Version-2000.0 Release Notes
James Bonfield, Kathryn Beal, Matthew Betts, Mark Jordan and Rodger Staden
This release has been slow to come out because we wanted it to
coincide with, and be identical to, the first Windows 9X/NT release of
the package. Achieving this has taken longer than planned, but has
left us with the same source code for all systems, and so in a strong
position for future developments. We have also given the manual a
major overhaul and produced separate versions for UNIX and
Windows. The different manuals include their system specific
screendumps and we have also introduced alternatives for users with
two button mice. (The middle mouse button may now be simulated by
using the Alt key with the left mouse button.) A new "mini-manual",
giving a quick (45 page) introduction to the programs, has also been
written. Finally, we now also include some notes and data for a
course in using the sequence assembly tools. These may be found in the
'course' subdirectory.
Note that only the "modern" programs have been ported to Windows
(i.e. pregap4 and its ancilliary programs like vector_clip,
screen_seq,..., trev, gap4, nip4 and sip4.) To complete the
equivalence between the UNIX and Windows versions of the package we
have removed all the "old" (mostly FORTRAN) programs from the UNIX
release. These old programs (such as nip, sip,...) are now freely
available to anyone as Digital UNIX, IRIX, Solaris and Linux binaries
from our ftp site and will not be upgraded in the future. The Windows
version will only be available through commercial distributors, but
the UNIX versions will still be available directly from us at LMB.

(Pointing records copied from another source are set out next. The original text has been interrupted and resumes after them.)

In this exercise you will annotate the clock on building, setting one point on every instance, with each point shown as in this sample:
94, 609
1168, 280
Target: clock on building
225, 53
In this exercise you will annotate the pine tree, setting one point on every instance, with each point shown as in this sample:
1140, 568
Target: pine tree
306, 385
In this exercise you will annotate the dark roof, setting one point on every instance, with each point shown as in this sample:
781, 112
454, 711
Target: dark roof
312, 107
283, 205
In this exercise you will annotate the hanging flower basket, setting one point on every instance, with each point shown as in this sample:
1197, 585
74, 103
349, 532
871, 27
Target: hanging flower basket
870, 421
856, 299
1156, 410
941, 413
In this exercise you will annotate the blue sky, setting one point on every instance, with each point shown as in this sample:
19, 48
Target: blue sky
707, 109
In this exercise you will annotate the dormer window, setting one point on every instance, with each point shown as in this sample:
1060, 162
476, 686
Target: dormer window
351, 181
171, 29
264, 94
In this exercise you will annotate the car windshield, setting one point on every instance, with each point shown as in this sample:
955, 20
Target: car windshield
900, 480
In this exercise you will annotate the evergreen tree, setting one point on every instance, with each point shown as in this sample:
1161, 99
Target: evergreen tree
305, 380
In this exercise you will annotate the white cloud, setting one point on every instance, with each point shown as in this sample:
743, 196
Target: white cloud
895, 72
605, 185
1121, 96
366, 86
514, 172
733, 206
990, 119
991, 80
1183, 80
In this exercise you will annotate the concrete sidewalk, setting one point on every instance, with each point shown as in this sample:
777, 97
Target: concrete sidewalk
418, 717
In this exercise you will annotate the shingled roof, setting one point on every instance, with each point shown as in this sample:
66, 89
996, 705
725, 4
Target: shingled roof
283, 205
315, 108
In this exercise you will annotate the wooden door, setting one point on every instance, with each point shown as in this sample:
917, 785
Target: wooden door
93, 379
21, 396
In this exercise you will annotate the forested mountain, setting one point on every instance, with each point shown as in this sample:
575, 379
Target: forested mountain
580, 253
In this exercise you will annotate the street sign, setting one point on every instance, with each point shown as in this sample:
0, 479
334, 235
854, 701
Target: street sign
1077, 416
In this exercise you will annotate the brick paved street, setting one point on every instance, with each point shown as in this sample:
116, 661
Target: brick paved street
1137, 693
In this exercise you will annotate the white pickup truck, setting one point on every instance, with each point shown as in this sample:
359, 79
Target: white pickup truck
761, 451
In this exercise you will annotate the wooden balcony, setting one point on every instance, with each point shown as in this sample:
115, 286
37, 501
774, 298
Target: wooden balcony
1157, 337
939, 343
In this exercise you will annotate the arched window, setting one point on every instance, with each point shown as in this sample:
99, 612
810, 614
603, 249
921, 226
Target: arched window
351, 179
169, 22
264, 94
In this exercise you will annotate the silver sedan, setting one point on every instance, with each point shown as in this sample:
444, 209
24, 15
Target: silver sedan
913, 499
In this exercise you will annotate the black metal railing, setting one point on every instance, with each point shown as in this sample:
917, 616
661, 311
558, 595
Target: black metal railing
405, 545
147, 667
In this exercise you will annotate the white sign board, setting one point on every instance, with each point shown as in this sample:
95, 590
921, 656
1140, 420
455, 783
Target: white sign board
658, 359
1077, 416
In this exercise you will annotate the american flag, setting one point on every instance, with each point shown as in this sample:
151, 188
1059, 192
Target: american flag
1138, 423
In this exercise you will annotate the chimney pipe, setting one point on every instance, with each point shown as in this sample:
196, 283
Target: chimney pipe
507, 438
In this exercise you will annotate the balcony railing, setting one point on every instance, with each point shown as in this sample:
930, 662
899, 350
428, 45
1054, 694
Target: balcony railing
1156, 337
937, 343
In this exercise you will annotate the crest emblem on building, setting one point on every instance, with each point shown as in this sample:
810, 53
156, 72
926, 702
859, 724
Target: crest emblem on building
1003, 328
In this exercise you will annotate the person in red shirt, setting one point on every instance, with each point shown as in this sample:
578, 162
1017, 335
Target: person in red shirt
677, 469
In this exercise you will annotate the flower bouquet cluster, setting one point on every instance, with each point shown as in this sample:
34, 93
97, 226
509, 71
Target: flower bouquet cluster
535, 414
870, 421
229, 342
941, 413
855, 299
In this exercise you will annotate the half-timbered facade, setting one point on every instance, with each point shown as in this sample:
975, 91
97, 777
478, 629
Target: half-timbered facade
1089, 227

A major change is the addition of a software licencing system. This
means that the package can be made available to anybody in
demonstration mode, and can be switched to full functionality with a
key specific to that copy of the package on that machine. We can also
provide temporary licence keys that will enable full functionality for
a limited period. We plan for these temporary licences to be made
available to applicants who simply fill in a web form.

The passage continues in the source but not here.